75 lawmakers call on Trump administration to ease sanctions on Iran
TEHRAN – Democratic lawmakers have urged the outgoing president of the United States to show leniency and allow coronavirus aid to be sent to Iran as the White House drew up a plan to step up sanctions on Iran in the remaining weeks of Donald Trump’s presidency.
In a letter to Treasury Secretary Steven Mnuchin and Secretary of State Mike Pompeo this week, Rep. Jesus “Chuy” Garcia and Sen. Elizabeth Warren, along with 73 other House and Senate Democrats, called on the Trump administration to issue a worldwide temporary general license that would cover testing kits, respirators, and personal protective equipment needed to combat the COVID-19 pandemic, the Foreign Policy magazine reported.
“The pandemic has laid bare the ways in which our broad application of sanctions is undermining public health systems, imposing sweeping economic penalties that restrict commerce in the material and equipment necessary to respond to the coronavirus and harming ordinary people,” the lawmakers wrote. “Blocking or slowing the flow of medical resources neither enables an effective outbreak response around the world nor does it serve our national security interests.”
The letter came after news agencies reported that the Trump administration is planning to slap a long string of new sanctions on Iran in the 10 weeks left until Joe Biden’s inauguration on January 20, a policy intended to crater possible efforts by Biden to go soft on Iran.
Citing Israeli sources, Axios reported that the Trump administration believes such a “flood” of sanctions will increase pressure on the Iranians and make it harder for the Biden administration to revive the 2015 nuclear deal, officially known as the Joint Comprehensive Plan of Action (JCPOA).
But Trump’s efforts to turn up the heat on Iran amid the Coronavirus pandemic stand in contrast to the strategy of Biden, who, according to Foreign Policy, has called on Trump to create licenses to allow goods to flow from pharmaceutical and medical device companies into Iran, and to create dedicated channels for banks and service firms to allow Iranians access to life-saving medical treatment.
“It is bad enough that the Trump administration abandoned the Iran nuclear deal in favor of a ‘maximum pressure’ strategy that has badly backfired, encouraging Iran to become even more aggressive and restart its nuclear program,” Biden wrote in a Medium post in April. “It makes no sense, in a global health crisis, to compound that failure with cruelty by inhibiting access to needed humanitarian assistance.”
On Monday, Biden called for the immediate passage of the HEROES Act, a coronavirus stimulus package approved by the House earlier this year that includes $10 billion in foreign coronavirus assistance.

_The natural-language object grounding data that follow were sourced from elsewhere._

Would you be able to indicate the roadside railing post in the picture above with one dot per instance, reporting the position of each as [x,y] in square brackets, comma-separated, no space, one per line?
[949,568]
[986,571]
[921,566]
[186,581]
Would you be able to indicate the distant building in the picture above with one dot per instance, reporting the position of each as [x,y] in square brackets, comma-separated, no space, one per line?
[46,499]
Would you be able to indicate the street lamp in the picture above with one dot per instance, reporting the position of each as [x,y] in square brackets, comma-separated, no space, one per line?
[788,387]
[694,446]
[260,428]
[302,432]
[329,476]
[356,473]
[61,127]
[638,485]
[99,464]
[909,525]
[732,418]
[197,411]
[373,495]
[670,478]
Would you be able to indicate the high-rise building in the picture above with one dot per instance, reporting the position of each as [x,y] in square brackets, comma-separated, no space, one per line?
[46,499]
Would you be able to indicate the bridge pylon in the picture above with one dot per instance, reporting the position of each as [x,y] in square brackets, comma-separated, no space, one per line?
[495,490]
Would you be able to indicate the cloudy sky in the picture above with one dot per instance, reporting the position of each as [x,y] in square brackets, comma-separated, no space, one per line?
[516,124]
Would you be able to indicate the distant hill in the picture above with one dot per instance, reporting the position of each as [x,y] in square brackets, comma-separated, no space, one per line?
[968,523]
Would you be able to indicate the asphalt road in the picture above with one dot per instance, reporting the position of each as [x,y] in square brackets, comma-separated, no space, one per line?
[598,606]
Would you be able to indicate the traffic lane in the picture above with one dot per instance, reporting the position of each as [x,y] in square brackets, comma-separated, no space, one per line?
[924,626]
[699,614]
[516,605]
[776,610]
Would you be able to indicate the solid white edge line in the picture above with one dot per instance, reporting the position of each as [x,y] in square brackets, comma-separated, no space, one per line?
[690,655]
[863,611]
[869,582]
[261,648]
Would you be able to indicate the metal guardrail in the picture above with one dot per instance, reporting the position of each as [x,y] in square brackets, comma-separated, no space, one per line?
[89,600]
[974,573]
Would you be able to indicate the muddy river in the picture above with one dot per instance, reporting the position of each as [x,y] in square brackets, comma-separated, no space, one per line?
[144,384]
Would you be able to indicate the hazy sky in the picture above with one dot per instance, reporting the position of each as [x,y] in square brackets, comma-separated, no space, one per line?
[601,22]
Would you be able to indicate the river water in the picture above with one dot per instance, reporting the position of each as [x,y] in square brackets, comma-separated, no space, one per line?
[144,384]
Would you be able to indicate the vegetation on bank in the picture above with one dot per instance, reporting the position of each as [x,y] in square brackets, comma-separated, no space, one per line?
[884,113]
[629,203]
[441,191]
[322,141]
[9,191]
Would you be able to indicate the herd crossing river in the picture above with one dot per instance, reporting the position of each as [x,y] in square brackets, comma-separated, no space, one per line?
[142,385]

Garcia, the Democratic lawmaker, has also supported the use of International Monetary Fund (IMF) special drawing rights to give financial relief to nations desperate to pay for much-needed medical imports.
In March the Iranian government asked the IMF for $5 billion in emergency loans to help it combat the coronavirus and mitigate its economic impact. But the U.S. blocked Iran’s request.